Mewujudkan Ketahanan Pangan di Indonesia
Perubahan iklim mengancam dunia. Kekhawatiran akan dampak buruk perubahan iklim pada ketersediaan pangan mulai merebak di dunia. Sejak mantan Wakil Presiden AS Al Gore meluncurkan bukunya yang berjudul An Inconvenient Truth yang berisi fakta akibat perubahan iklim, para pemimpin dunia mulai menyadari mengenai bahaya perubahan iklim yang akan mengancam.
Indonesia sebagai negara dengan jumlah penduduk keempat terbesar di dunia pun turut dihantui kekhawatiran tersebut. Bagaimana tidak, jumlah penduduk yang besar tentunya membutuhkan pasokan pangan yang besar untuk memenuhi kebutuhan nasional. Jika tidak, krisis pangan akan melanda di seantero negeri ini.
Indonesia Krisis Pangan?
Berita di berbagai media belakangan ini mengenai krisis pangan seakan menjadi momok untuk menakuti masyarakat akan adanya krisis pangan. Sebenarnya, agak ironis ketika krisis pangan terjadi di sebuah negeri kaya yang sebagian besar masyarakatnya bergantung dari usaha pertanian. Indonesia menjadi negara agraris terbesar di dunia yang hampir 70% masyarakatnya hidup dari hasil pertanian. Sepertinya tak mungkin untuk mengalami krisis pangan.

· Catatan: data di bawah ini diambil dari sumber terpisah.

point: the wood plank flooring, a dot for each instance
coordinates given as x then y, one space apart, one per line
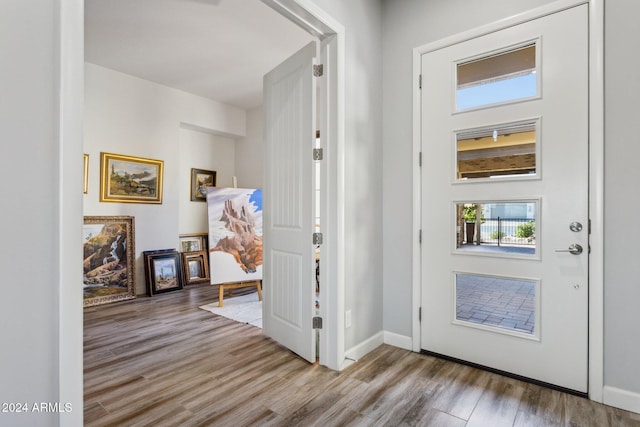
161 361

Sayangnya, definisi krisis pangan yang sering diberitakan di media sepertinya dipersempit hanya pada beras semata. Padahal, makanan pokok yang ada di masyarakat Indonesia bukan hanya beras, tetapi juga jagung dan sagu serta umbi-umbian lainnya sebagai selingan. Sayangnya, jenis pangan lain kurang diperhatikan. Padahal manusia makhluk omnivore yang tidak hanya bergantung pada satu jenis bahan pangan. Beragam pangan lainnya yang bersumber dari tanaman pangan, hortikultura, perkebunan, peternakan, laut (ikan, rumput laut, garam), dan hutan (madu, jamur, pakis, porang) menjadi bahan panganan yang juga diperlukan manusia.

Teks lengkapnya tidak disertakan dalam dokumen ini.